Partir au bout du monde pour se trouver soi-même

 

photo Premiers Plans



Boris Lojkine 

réalisateur
 
Partir au bout du monde pour se trouver soi-même
 
Ce qui fait destin n’est-il pas déjà là dès l’enfance ? Le plaisir intense, la fête de la sortie au cinéma avec ses parents pour découvrir Robin des bois de Dysney et défier l’affreux souverain qui maltraite ses sujets. Puis adolescent Boris Lojkine s’identifie à Humphrey Bogart dans Key Largo et part combattre les gangsters. Enfin survient ce souvenir inoubliable : à 10 ans, partir explorer des terres lointaines et inconnues et vivre l’aventure et l’amitié avec Dersou Ouzala film de Kurosawa.
Il y a aussi ce rêve d’enfant de devenir archéologue : partir, plonger dans un autre temps, dans un autre monde, dans un ailleurs.
 
Partir, pour Boris Lojkine, c’est « échapper à la vie grise » tranquille ni drôle ni festive, austère même, « protestante », toujours au travail dans les livres comme ses parents universitaires, commencer à cotiser dès 20 ans pour ses points retraites et vivre dans une vie linéaire sans grands reliefs, sans grands malheurs.
 
« Le Vietnam a changé ma vie ».
Boris Lojkine part au Vietnam en poste d’enseignant et rencontre « les âmes errantes » qui le bouleversent et transforment à jamais sa vie. Il se cogne, lui le cartésien, à l’incompréhensible, l’irrationnel des fantômes qui viennent hanter les vivants, et à son émotion devant l’incommensurable souffrance de Mme Tiêp. Après trois années de thèse de philosophie qui le poussent à se questionner sur la crise de la raison, il rompt avec son avenir promis de grand intellectuel et repart au Vietnam.
 
Et c’est parti pour le grand voyage de la vie.
Partir pour Boris Lojkine est un acte, un acte de liberté. Le voyage est fondateur. « Je ne peux pas vivre dans les livres, une vie sans aventures, sans rien à conquérir. »
Partir à l’aventure, à la rencontre de l’Autre, cet étranger à soi-même, si loin et pourtant si proche « chercher les grands reliefs de l’existence, les grandes tragédies ». « Je suis fasciné par les grandes tragédies humaines » dit Boris Lojkine, peut-être depuis qu’il a lu les récits du goulag, lui fils de communiste.
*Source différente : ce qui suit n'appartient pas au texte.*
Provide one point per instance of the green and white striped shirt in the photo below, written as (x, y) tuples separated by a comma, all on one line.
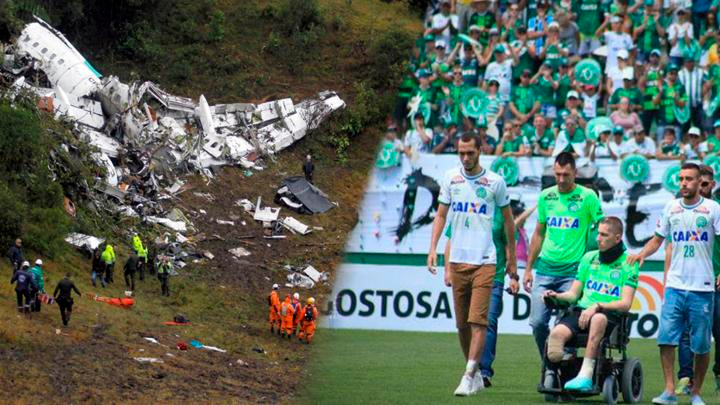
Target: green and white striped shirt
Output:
[(693, 81)]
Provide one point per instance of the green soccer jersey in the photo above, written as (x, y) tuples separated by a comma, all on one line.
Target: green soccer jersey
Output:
[(485, 20), (514, 145), (589, 16), (713, 144), (523, 97), (568, 218), (564, 88), (633, 94), (500, 241), (651, 89), (667, 102), (716, 252), (603, 283), (546, 140), (544, 92)]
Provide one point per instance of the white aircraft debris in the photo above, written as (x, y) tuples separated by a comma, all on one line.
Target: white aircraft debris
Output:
[(146, 138)]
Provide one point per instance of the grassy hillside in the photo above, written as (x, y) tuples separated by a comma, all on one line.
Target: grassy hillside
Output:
[(248, 54)]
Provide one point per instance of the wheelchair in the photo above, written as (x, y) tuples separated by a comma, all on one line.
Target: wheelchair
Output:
[(615, 372)]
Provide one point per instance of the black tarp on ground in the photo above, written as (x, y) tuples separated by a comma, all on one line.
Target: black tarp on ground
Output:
[(300, 190)]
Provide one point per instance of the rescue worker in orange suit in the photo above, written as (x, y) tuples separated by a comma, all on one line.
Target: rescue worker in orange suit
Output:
[(286, 317), (297, 308), (307, 324), (274, 304)]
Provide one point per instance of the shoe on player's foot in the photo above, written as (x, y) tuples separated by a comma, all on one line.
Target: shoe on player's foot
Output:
[(478, 383), (696, 400), (465, 388), (665, 399), (579, 384), (683, 387)]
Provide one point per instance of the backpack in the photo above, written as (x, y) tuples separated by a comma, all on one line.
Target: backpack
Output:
[(309, 314)]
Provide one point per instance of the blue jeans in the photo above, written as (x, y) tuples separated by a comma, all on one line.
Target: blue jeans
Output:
[(687, 309), (95, 276), (488, 355), (685, 356), (539, 313)]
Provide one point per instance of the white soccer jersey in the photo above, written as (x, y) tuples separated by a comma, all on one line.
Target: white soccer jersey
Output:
[(692, 230), (471, 205)]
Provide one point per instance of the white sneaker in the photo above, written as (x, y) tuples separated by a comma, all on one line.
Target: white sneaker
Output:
[(465, 389), (478, 383)]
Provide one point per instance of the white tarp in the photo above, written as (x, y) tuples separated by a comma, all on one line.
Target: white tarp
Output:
[(395, 297)]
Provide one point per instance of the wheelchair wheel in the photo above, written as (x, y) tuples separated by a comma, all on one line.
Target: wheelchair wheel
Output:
[(632, 381), (610, 390)]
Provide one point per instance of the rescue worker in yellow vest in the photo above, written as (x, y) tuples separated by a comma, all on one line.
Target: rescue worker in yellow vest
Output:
[(286, 317), (142, 254), (297, 307), (108, 256), (307, 323), (274, 306), (164, 275)]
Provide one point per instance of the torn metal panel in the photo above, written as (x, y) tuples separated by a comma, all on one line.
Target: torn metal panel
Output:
[(111, 191), (239, 252), (114, 96), (265, 214), (205, 116), (214, 145), (171, 102), (300, 280), (312, 272), (178, 226), (295, 226), (64, 66), (83, 241)]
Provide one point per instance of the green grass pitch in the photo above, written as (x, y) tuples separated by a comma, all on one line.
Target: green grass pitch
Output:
[(382, 367)]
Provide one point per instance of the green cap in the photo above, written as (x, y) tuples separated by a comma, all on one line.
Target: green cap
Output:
[(449, 123)]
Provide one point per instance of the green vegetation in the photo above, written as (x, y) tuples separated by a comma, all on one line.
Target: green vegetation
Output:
[(374, 367)]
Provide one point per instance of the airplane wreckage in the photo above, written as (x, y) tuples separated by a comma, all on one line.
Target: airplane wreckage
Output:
[(146, 138)]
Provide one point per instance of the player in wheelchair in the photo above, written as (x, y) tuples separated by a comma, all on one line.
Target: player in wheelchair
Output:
[(594, 314)]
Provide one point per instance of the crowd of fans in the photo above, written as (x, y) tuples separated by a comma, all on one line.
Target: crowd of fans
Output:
[(658, 81)]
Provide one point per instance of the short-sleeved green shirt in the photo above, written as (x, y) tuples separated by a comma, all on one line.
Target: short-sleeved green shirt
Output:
[(544, 91), (713, 144), (716, 252), (514, 145), (547, 139), (589, 16), (603, 283), (667, 102), (633, 94), (523, 97), (564, 88), (568, 218), (500, 241), (651, 90)]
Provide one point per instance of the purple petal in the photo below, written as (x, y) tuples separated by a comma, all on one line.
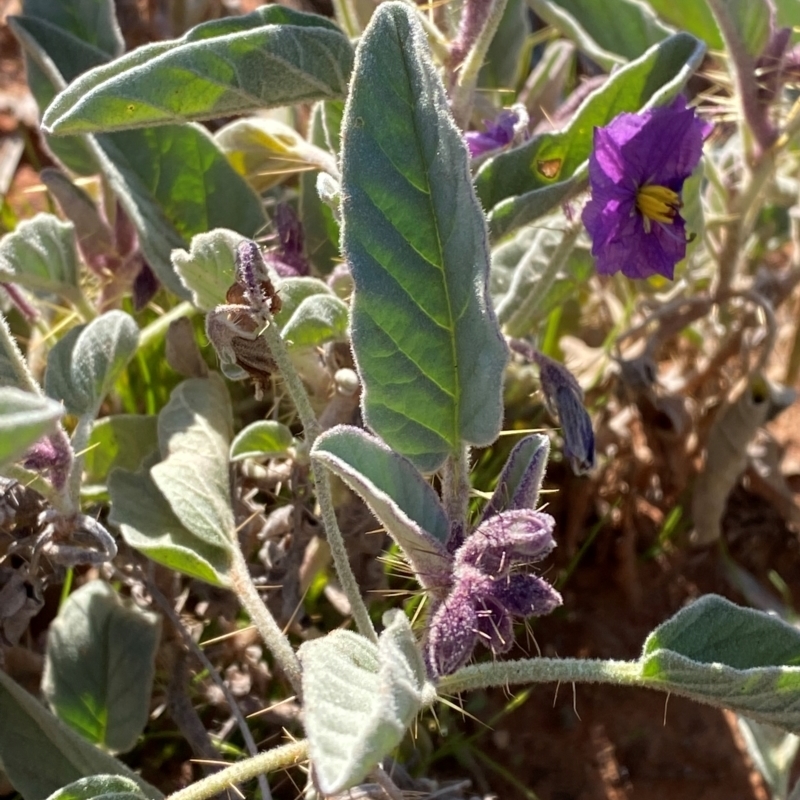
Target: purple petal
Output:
[(506, 539), (526, 595)]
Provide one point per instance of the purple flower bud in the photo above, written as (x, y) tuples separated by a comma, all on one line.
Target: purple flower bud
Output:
[(288, 259), (507, 540), (564, 398), (499, 132)]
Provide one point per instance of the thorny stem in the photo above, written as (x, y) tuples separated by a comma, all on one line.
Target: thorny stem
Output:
[(287, 755), (311, 428), (542, 670), (464, 89), (268, 628), (244, 728)]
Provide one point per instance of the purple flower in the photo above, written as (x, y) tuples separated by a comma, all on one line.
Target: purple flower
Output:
[(488, 591), (636, 172), (499, 132)]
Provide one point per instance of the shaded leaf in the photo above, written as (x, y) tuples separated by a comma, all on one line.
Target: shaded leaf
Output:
[(263, 439), (401, 499), (61, 755), (99, 665), (359, 698), (428, 347), (718, 653), (25, 418), (83, 366), (272, 57), (194, 432), (515, 184)]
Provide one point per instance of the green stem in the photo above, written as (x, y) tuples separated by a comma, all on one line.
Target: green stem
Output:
[(464, 90), (158, 328), (311, 427), (542, 670), (288, 755), (268, 628)]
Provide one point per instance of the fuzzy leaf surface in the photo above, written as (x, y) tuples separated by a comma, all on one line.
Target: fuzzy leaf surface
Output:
[(318, 319), (172, 181), (272, 57), (635, 27), (149, 524), (401, 499), (208, 268), (99, 665), (719, 653), (425, 338), (527, 182), (83, 366), (194, 432), (61, 755), (360, 698), (121, 440), (100, 787), (25, 418), (262, 439), (40, 255)]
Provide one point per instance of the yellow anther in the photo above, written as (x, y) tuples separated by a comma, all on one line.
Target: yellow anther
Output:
[(658, 203)]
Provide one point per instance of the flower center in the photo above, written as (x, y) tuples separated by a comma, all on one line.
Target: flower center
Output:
[(657, 203)]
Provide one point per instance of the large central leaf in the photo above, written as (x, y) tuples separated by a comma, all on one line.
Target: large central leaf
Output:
[(426, 340)]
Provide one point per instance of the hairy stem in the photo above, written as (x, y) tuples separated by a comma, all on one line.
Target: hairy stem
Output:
[(268, 628), (288, 755), (311, 429), (542, 670)]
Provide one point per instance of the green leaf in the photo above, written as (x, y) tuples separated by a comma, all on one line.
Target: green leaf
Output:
[(92, 21), (208, 268), (194, 432), (172, 181), (692, 17), (99, 666), (40, 255), (527, 182), (100, 787), (266, 151), (718, 653), (508, 55), (123, 440), (635, 27), (401, 499), (428, 347), (272, 57), (263, 439), (318, 319), (41, 754), (83, 366), (359, 699), (149, 525), (25, 418)]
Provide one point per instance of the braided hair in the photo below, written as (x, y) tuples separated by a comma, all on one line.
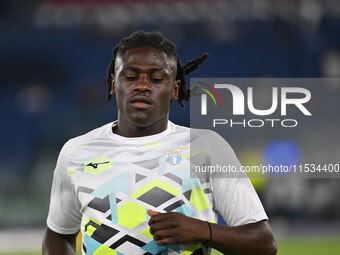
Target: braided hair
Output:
[(157, 41)]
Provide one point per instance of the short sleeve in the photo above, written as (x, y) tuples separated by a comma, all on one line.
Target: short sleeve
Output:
[(64, 215), (234, 197)]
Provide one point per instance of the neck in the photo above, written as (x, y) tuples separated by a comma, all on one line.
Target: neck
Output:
[(128, 129)]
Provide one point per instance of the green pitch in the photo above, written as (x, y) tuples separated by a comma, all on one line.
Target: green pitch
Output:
[(291, 246)]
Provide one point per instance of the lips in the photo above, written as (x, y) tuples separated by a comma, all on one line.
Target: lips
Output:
[(141, 102)]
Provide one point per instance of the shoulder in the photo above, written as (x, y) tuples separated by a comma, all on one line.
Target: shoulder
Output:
[(98, 134)]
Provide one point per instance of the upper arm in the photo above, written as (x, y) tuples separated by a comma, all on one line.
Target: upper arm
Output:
[(234, 196), (55, 243), (64, 215)]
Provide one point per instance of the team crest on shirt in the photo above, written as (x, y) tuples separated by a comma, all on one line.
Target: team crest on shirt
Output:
[(175, 156)]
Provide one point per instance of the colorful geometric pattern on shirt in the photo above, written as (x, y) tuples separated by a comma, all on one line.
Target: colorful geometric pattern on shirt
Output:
[(176, 185)]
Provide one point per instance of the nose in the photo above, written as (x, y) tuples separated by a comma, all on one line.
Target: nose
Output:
[(143, 84)]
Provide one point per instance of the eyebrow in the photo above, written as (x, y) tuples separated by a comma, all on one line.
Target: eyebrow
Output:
[(133, 68)]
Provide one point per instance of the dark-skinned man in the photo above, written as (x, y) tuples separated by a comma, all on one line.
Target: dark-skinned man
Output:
[(127, 185)]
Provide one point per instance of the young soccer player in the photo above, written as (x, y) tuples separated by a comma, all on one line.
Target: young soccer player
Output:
[(127, 185)]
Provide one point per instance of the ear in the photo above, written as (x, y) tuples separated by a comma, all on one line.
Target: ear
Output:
[(175, 90), (112, 85)]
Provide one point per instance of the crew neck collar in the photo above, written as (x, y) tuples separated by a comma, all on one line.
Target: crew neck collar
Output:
[(120, 138)]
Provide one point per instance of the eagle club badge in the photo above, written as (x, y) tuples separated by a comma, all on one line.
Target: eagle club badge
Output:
[(175, 156)]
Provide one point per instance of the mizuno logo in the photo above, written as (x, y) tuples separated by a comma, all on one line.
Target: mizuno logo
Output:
[(95, 165)]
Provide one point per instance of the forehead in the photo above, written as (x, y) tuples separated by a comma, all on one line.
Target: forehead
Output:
[(143, 56)]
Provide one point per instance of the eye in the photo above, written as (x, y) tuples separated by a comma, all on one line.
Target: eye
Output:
[(156, 80), (130, 77)]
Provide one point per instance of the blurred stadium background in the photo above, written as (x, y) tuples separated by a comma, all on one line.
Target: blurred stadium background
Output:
[(53, 61)]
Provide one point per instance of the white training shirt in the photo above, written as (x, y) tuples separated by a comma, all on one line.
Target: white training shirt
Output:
[(104, 183)]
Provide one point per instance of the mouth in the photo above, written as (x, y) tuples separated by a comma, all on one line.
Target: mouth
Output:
[(141, 102)]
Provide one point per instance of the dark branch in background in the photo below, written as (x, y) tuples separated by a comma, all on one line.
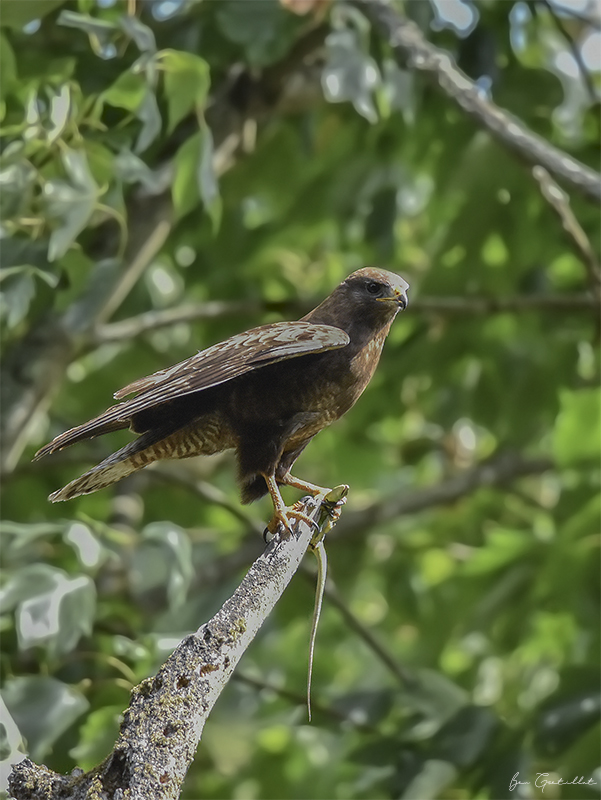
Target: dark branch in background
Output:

Il lui faut se coltiner au Réel, le sien et celui des autres, le sien à partir de celui des autres. « C’est ça la vie que je veux. »


film Hope


 
Et son destin passe par le cinéma, la réalisation de documentaires puis de fictions. « Le voyage fait partie de mon désir de cinéma. »
Il ne s’agit pas pour Boris Lojkine de délivrer un message rationnel ou moralisateur par l’intermédiaire de ses films, mais de « raconter les gens ». Et de préférence la face cachée. Boris Lojkine se met au service d’une communauté, des migrants, des livreurs, des jeunes photographes dans les zones de conflit. En les filmant, il vit lui-même l’aventure qu’ils vivent. Et la grande aventure de notre époque, la grande tragédie de notre monde contemporain n’est-elle pas celles des migrants ? Avec Hope son premier long métrage, Boris Lojkine rencontre tout ce monde des bas-fonds de l’humanité, les conditions terribles de leur existence. Il se confond avec eux. « J’ai adoré découvrir ce monde-là. » Avec l’œil de sa caméra il décale le point de vue du spectateur, il se fait le témoin de cette nouvelle épopée, de ces jeunes africains qui veulent partir et conquérir leur destin.





 
Dans son deuxième long métrage Camille le réalisateur raconte le destin funeste de cette jeune photoreporter de guerre Camille Lepage. Comme elle, il éprouve le plaisir immense, l’émotion intense d’être à sa place avec ces jeunes africains pris dans une guerre qui les dépasse. Une voix off conclut le film « Pourquoi est-ce que j’ai besoin d’aller au bout du monde pour me trouver moi-même ? » Cette voix est celle de Boris prêtée à Camille… Mais, à qui s’adresse-t-elle ?





 
Dans son dernier film l’histoire de Souleymane Boris Lojkine mets ses pieds sur les pédales de Souleymane, le livreur, et nous emporte dans une course folle dans Paris. Pas besoin de partir loin pour trouver l’étranger. Il est là tout près de nous, et pourtant sa géographie n’est pas la nôtre. Nous, spectateurs, sommes aussi oppressés et désespérés que lui et tendus vers la fin de l’histoire… qui se termine par un formidable moment de vérité.
 
Comme Socrate, cet accoucheur d’âmes, Boris Lojkine nous réveille. La vérité n’est jamais là où on l’attend. Puissions-nous ne jamais nous rendormir.